EX-3.1 2 dex31.htm ARTICLE V OF SAVVIS, INC. AMENDED AND RESTATED BYLAWS. Article V of SAVVIS, Inc. Amended and Restated Bylaws.

EXHIBIT 3.1

AMENDMENT TO

AMENDED AND RESTATED

BYLAWS

The Amended and Restated By-laws are hereby amended as set forth below, effective as of May 10, 2007:

1. Article V. Stock is hereby amended and restated in its entirety to read as follows:

“Section 5.1. Stock Certificates and Uncertificated Shares. The interest of every holder of stock in the Corporation shall be evidenced by a certificate or certificates signed in the name of the Corporation by the Chairman or Vice Chairman of the Board of Directors, if any or the President or a Vice President, and by the Treasurer or an Assistant Treasurer, or the Secretary or an Assistant Secretary, of the Corporation certifying the number of shares owned by him in the Corporation. If such certificate is manually signed by one officer or manually countersigned by a transfer agent or by a registrar, any other signature on the certificate may be a facsimile. In case any officer, transfer agent or registrar who has signed or whose facsimile signature has been placed upon a certificate shall have ceased to be such officer, transfer agent or registrar before such certificate is issued, it may be issued by the Corporation with the same effect as if he were such officer, transfer agent or registrar at the date of issue. The foregoing notwithstanding, the Board of Directors may provide by resolution or resolutions that some or all of any or all classes or series of stock of the Corporation be represented by uncertificated shares. Any such resolution shall not apply to shares represented by a certificate until such certificate is surrendered to the Corporation. Within a reasonable time after the issuance or transfer of uncertificated stock, the Corporation shall send to the registered owner thereof a written notice containing the information required by law to be set forth or stated on certificates representing shares of such class or series or a statement that the Corporation will furnish without charge to each stockholder who so requests the powers, designations, preferences and rights of such class or series and the qualifications, limitations or restrictions of such preferences and/or rights. Except as otherwise provided by law, the rights and obligations of the holders of uncertificated shares and the rights and obligations of the holders of certificates representing shares of stock of the same class and the same series shall be identical.

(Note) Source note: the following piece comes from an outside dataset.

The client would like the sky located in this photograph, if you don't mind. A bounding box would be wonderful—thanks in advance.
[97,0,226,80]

Section 5.2. Lost, Stolen or Destroyed Stock Certificates; Issuance of New Certificates. The Corporation may issue a new certificate of stock or uncertificated shares in the place of any certificate theretofore issued by it, alleged to have been lost, stolen or destroyed, and the Corporation may require the owner of the lost, stolen or destroyed certificate, or his legal representative, to give the Corporation a bond sufficient to indemnify it against any claim that may be made against it on account of the alleged loss, theft or destruction of any such certificate or the issuance of such new certificate.”

2. The Bylaws shall be unchanged in all other respects.